According to Goddard, the letters were designed and written in a way intended to deceive recipients into thinking the letters were official government communications from their county assessor’s office. Goddard said his office had received hundreds of calls about the letters, including complaints from Arizona’s 15 county assessors, whose offices were likewise inundated with calls.
The scam letters directed residents to mail their checks to a post office box in Tombstone, Ariz., that belongs to Mercer. A longtime crony of MCDC founder Chris Simcox, Mercer assumed top leadership of the organization earlier this year after Simcox resigned to focus on his political aspirations.

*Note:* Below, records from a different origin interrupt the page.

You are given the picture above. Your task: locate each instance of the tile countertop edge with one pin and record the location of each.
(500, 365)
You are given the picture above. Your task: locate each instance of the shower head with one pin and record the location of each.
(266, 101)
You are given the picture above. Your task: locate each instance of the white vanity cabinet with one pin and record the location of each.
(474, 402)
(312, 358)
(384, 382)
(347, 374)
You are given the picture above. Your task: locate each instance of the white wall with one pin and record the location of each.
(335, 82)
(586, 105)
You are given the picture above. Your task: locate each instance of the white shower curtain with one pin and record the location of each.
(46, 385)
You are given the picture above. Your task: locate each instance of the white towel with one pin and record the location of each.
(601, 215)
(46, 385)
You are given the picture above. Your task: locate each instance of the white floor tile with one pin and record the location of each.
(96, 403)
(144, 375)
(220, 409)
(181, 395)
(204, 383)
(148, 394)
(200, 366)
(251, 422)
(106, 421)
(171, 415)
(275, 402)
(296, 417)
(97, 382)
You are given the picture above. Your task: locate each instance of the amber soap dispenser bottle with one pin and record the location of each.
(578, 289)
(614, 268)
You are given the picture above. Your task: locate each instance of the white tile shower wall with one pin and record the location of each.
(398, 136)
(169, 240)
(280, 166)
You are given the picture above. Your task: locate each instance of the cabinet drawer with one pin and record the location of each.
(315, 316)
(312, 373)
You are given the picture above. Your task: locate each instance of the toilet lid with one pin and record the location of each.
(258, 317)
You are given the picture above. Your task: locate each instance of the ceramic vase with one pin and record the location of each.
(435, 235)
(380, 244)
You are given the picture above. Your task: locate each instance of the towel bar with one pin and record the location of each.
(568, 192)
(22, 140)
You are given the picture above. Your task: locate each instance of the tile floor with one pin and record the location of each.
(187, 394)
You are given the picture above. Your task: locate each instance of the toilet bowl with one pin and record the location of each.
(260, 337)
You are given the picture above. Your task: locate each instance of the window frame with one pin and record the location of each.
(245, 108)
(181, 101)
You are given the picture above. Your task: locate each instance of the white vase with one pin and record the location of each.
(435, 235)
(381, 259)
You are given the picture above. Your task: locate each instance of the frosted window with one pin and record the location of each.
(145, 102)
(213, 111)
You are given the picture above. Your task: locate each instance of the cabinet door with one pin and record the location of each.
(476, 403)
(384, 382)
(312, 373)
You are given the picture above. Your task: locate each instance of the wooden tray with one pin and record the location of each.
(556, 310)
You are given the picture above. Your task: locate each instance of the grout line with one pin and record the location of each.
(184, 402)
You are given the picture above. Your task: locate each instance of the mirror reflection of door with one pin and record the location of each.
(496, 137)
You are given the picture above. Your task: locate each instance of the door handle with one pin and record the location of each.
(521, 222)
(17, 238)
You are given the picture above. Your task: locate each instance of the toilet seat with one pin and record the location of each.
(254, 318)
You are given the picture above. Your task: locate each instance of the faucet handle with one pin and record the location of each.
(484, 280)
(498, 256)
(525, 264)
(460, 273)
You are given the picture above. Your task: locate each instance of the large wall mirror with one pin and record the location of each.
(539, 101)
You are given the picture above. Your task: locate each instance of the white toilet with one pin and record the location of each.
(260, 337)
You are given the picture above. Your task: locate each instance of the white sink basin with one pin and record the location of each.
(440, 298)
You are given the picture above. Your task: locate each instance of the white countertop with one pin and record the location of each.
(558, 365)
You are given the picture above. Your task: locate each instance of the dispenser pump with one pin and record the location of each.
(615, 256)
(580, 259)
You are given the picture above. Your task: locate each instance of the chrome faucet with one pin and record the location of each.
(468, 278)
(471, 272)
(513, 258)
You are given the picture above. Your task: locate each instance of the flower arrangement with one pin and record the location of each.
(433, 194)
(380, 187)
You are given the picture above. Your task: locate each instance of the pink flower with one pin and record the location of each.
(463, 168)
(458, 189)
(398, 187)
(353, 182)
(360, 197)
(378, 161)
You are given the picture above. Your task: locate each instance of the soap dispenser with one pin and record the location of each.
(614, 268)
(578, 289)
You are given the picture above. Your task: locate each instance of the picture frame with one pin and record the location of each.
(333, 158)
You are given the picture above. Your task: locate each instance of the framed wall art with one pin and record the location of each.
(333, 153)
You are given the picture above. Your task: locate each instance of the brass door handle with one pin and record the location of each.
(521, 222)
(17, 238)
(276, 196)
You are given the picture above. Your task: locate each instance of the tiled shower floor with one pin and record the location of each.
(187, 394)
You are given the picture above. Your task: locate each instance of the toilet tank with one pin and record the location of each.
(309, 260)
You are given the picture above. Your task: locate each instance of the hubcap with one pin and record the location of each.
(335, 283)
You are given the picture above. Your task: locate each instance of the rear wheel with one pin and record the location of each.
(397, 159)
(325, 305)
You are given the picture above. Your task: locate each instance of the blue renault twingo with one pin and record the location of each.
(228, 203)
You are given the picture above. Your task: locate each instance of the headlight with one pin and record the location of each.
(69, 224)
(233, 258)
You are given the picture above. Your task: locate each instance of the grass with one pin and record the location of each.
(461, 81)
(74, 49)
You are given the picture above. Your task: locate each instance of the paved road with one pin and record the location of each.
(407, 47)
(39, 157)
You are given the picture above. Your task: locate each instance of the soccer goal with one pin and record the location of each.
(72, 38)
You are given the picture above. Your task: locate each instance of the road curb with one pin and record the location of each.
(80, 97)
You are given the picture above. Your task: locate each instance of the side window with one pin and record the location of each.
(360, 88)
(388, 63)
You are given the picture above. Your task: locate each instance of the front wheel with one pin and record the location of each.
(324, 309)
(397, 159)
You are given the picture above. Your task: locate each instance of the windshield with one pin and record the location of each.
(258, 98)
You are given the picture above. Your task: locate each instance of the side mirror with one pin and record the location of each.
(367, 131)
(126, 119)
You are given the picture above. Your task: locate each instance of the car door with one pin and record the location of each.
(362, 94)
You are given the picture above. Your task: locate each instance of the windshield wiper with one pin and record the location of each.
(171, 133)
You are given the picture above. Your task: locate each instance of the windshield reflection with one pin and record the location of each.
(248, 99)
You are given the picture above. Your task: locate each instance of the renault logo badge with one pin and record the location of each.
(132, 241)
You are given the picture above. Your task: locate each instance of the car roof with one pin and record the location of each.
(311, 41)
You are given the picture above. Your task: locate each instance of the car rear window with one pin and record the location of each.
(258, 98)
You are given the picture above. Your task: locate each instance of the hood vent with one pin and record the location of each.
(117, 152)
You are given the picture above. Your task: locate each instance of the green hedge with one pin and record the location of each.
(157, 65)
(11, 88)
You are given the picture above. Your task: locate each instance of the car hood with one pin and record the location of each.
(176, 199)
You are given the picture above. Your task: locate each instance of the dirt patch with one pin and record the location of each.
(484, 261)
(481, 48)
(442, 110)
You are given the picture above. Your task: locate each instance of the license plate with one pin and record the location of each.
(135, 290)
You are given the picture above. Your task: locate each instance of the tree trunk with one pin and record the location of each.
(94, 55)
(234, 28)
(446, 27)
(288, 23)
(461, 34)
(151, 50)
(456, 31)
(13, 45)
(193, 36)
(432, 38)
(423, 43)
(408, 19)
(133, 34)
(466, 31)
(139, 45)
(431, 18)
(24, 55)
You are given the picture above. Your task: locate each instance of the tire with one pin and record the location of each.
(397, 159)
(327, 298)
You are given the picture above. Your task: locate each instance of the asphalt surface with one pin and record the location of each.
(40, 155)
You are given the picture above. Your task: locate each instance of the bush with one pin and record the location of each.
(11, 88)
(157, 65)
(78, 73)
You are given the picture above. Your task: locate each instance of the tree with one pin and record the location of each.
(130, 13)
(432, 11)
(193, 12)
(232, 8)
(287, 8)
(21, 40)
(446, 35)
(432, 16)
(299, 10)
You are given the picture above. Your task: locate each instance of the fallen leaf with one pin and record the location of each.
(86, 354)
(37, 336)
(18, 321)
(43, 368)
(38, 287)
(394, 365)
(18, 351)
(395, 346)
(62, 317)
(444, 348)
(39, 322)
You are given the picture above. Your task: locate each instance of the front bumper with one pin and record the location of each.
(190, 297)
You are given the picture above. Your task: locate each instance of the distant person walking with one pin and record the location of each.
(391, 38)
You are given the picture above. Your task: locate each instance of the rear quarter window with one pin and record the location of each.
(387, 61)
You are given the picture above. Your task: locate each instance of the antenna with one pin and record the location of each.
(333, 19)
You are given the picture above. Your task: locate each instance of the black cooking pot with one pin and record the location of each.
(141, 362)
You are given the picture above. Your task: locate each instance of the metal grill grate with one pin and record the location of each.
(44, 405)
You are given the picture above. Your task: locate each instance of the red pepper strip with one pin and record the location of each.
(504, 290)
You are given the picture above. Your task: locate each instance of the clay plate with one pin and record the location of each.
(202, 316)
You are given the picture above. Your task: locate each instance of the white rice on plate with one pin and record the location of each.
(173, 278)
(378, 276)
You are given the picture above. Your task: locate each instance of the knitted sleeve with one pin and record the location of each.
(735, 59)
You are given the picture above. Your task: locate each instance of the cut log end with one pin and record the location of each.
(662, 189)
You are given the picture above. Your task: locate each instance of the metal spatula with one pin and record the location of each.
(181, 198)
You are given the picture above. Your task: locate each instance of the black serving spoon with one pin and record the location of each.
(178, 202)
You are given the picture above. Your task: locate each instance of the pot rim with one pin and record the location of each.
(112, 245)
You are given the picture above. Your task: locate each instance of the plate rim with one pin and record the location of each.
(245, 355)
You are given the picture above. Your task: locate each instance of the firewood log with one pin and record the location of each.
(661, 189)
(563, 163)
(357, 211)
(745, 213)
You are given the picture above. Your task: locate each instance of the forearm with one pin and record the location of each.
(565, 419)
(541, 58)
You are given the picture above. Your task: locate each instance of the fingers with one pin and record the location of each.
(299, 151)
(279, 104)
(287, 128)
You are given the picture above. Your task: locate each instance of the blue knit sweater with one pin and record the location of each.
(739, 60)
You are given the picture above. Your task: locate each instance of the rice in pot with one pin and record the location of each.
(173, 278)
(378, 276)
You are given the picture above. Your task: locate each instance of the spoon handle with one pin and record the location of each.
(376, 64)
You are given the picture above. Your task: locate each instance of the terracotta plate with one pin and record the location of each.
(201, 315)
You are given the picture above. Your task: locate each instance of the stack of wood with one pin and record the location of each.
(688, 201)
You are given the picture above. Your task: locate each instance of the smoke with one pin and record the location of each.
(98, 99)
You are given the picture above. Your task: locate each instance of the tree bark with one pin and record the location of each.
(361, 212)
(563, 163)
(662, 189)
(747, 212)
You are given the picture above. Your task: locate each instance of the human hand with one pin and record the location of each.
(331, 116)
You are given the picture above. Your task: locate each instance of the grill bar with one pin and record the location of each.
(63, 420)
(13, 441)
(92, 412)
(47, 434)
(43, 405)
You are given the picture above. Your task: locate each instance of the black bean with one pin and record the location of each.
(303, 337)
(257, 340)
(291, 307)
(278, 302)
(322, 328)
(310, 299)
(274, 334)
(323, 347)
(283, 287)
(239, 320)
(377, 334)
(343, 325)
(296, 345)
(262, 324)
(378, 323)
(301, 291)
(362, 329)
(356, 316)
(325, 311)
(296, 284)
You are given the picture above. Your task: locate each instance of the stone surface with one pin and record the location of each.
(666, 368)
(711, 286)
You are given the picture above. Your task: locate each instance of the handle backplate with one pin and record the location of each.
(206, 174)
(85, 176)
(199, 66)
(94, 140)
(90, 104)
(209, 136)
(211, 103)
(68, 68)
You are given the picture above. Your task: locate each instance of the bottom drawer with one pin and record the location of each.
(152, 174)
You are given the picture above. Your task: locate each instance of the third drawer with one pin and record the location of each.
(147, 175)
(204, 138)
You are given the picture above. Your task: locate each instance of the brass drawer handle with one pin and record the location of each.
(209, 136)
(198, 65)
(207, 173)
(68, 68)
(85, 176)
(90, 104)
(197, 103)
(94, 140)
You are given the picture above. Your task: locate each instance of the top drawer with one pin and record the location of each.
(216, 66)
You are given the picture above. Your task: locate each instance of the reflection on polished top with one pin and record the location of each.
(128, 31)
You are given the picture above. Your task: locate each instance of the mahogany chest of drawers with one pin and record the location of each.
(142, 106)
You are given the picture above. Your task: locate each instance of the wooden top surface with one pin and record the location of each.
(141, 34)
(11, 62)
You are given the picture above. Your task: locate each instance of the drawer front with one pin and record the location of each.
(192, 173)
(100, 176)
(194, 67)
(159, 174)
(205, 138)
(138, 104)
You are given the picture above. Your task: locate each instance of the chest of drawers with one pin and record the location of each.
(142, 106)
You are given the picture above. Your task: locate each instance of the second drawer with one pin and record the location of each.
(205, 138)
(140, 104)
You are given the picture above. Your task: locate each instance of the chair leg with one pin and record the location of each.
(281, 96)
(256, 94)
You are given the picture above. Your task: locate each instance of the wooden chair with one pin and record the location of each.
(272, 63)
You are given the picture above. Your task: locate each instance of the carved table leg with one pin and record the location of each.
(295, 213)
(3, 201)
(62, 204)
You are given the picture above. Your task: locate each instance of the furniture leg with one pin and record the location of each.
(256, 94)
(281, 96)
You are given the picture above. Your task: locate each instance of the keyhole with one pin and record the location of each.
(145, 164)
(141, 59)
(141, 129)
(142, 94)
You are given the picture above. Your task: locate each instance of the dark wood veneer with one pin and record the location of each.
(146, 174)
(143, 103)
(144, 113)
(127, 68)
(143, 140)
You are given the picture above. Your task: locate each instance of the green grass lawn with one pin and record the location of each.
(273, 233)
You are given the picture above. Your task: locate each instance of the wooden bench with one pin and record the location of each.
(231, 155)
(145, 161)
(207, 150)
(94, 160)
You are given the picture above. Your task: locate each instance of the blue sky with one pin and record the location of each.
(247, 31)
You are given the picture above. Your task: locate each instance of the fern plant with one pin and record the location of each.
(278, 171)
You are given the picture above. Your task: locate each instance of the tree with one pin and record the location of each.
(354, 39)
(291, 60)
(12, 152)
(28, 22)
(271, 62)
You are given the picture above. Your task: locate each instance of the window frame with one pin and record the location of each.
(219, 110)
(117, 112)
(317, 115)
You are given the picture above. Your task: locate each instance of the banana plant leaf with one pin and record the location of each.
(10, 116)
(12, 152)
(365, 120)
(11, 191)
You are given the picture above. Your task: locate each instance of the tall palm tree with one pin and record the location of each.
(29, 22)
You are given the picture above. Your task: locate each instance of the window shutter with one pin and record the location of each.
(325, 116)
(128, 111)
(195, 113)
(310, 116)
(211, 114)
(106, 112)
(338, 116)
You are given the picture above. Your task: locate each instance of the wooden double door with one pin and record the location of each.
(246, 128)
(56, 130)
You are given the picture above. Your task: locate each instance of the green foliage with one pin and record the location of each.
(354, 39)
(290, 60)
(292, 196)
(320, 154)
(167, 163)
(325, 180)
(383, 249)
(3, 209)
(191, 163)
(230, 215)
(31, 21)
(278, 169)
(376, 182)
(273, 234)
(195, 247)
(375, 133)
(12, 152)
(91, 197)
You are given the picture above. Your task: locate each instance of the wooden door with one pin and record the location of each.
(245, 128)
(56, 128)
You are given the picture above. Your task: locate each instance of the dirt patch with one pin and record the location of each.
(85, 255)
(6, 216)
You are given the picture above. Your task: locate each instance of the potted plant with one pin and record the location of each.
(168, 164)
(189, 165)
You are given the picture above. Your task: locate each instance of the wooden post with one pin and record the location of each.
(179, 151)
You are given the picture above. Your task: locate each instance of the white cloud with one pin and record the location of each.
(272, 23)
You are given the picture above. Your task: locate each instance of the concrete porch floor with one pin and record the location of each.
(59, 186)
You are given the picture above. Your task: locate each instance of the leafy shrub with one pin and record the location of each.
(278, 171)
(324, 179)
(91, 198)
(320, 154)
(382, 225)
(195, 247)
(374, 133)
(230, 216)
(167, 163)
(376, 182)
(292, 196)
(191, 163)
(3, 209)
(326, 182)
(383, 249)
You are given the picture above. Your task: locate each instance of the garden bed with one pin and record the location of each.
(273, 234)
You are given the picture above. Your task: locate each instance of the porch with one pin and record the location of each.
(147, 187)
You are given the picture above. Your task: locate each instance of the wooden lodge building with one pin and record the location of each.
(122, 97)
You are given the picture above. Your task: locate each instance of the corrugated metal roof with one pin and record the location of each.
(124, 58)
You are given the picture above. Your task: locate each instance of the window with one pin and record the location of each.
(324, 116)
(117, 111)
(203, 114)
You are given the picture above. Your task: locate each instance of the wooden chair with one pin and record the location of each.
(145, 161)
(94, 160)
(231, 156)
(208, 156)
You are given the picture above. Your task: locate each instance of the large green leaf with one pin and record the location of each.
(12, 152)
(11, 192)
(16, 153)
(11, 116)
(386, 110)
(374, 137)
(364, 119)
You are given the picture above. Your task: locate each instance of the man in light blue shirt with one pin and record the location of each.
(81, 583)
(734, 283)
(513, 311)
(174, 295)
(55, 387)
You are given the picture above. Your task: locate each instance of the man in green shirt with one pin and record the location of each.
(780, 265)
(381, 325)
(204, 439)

A statement released by Goddard quotes Pete Zegarac, the head inspector from the Phoenix Division of the Postal Inspection Service, asserting that, "This scheme was especially insidious because the deadline to appeal to have your property taxes reduced for 2009 has passed. There was no way the company could fulfill their claims."
Goddard said Mercer has now turned over the post office box to U.S. postal inspectors and has surrendered the more than 1,000 responses she received. She reportedly told investigators that a friend asked her to open the post office box and she had no idea what it was being used for.
The same day he filed the lawsuit, Goddard obtained a temporary restraining order requiring Property Tax Review Board Inc. to immediately cease all business operations in Arizona.
News of Mercer’s alleged role in the property-tax scam broke amidst an already tumultuous month for the MCDC. On Aug. 1., MCDC vice-president Al Garza announced he was resigning to head up a new “Patriot” group. He was doing so, he said, because MCDC “is now on a path that I cannot endorse.”